Well we gave the Grand Old Party their majority, at least in the House of Representatives, and what did we get in 2011 as a result? Well for starters we got a budget with proposed cuts of only $61 billion instead of the promised $100 billion. We were disappointed of course, but after all even a cut of $61 billion out of an annual budget of over $3.7 trillion was nothing to sniff at. (Actually it was, but we all choked down the bile, bit our tongues, and put the best face we could on it.)
That of course, was before this budget went to Senate, where Majority Leader Harry Reid was less than thrilled with the 'draconian cuts' that that Republicans in Congress were proposing. He refused even to bring a vote to the Senate floor on what was purported to be an annual budget cut of 1.6%, in spite of the fact that it still would have provided more being spent than the government had spent in 2010. (Some day, someone will have to explain the 'government-speak' that allows government to spend more than in the previous year and even use the word 'cut' in the sentence describing it, but there's no time for that today.)

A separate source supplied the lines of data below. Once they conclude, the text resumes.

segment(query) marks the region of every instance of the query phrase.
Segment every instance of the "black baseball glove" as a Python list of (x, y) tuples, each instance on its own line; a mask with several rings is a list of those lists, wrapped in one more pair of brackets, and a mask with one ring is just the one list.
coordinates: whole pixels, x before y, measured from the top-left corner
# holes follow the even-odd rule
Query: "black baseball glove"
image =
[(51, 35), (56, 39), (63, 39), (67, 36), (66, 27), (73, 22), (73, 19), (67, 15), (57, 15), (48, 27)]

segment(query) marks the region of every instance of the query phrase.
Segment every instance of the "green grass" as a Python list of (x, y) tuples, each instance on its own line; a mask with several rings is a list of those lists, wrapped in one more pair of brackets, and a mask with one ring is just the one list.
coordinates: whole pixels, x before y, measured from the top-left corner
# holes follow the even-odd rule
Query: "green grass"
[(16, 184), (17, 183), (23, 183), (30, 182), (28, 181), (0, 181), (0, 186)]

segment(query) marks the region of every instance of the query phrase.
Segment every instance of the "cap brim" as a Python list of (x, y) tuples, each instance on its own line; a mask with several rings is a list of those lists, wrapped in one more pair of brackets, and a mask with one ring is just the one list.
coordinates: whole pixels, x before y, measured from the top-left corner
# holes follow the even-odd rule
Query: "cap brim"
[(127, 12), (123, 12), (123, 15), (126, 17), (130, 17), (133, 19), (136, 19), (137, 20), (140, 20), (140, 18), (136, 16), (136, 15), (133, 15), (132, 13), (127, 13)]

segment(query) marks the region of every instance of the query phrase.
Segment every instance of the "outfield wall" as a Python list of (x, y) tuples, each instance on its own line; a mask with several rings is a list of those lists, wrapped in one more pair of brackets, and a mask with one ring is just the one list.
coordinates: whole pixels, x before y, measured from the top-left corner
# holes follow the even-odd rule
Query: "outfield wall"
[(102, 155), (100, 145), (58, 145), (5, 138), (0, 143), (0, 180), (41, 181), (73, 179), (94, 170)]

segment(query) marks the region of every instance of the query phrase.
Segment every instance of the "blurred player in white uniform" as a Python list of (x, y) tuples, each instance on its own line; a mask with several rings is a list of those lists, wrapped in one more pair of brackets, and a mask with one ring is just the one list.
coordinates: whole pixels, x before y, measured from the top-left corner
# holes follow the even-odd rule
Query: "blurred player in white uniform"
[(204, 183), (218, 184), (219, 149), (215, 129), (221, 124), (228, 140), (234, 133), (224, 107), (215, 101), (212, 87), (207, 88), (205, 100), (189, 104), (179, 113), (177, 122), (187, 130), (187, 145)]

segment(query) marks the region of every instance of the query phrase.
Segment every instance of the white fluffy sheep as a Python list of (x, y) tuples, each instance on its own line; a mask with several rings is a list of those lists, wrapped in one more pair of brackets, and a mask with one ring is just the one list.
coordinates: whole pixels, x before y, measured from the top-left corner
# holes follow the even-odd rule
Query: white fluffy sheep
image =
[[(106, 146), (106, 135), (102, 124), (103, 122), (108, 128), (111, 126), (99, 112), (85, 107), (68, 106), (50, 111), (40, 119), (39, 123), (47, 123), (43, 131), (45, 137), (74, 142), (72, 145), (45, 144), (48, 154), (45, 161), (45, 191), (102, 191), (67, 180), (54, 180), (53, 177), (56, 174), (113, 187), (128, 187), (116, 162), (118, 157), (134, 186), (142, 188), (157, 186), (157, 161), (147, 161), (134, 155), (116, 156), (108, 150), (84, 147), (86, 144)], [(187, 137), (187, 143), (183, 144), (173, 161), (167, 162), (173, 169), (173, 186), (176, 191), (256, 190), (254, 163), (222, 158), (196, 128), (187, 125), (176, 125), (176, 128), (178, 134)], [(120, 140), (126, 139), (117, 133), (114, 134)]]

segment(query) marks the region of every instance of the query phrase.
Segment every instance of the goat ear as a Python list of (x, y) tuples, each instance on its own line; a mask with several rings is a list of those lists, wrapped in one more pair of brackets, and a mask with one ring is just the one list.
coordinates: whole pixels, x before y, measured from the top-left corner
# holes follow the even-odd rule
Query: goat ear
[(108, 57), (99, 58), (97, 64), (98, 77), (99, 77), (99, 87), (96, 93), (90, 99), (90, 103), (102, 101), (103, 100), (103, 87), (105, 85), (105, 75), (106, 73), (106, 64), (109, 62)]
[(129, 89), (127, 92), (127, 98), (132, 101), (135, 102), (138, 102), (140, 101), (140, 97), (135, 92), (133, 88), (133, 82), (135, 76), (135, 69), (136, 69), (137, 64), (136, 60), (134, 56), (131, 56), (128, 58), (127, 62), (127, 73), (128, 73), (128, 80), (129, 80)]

In the end, the Senate agreed to allow a vote on a 'cut' of some $38 billion dollars for the 2011 federal budget. (Now we're down to a 1% cut, but $38 is kind of close to the original $100 billion, right?) But wait, we're not done yet.
According to an AP story in the Washington Post at the time, because of how long it took the House and Senate to reach an agreement and because the compromise reached for cuts was only on 'discretionary spending', the amount of the actual spending cut from the budget was in fact $352 million. For those of you unwilling or unable to do the math for yourselves, this meant that Republican control of the House was able to bring about a total federal budget reduction of .0095%. (Are you impressed yet?)
But that was then and this is now, right? Surely now that freshmen Republicans earned their spurs and learned a bit more how things are done in Congress, now that Ohio's own John Boehner is a bit more comfortable with his role as Speaker of the House; things would be different and real spending cuts will being made in 2012. Not so fast, my friends ...
In a story posted in REDSTATE.com today, budget cuts recently proposed in the House by Republicans are in fact being rejected (at least in part) by the Republican majority in that legislative body:
Chaffetz (R-UT) – Cuts the Advanced Manufacturing Program by $74 million, to FY 2011 levels. Rejected 140-245.
McClintock (R-CA) – Eliminates nuclear energy research subsidies (saves $514 million). Rejected 106-281.
Chabot (R-OH) – Eliminates funding for the regional commissions, such as the Appalachian Regional Commission (saves $99.3 million). Rejected 141-276.
Blackburn (R-TN) – Cuts 1% across the board (would cut $321 million). Rejected 157-261.
Mulvaney (R-SC) – Brings the bill toward RSC budget levels by cutting a total of $3.1 billion across almost all accounts. Rejected 125-293.
King (R-IA) – Prohibits funding of Davis-Bacon union wage requirements. Rejected 184-235.
Flake (R-AZ) – Across the board spending cut that would keep funding at FY 2012 levels ($87.5 million savings). Rejected 144-274."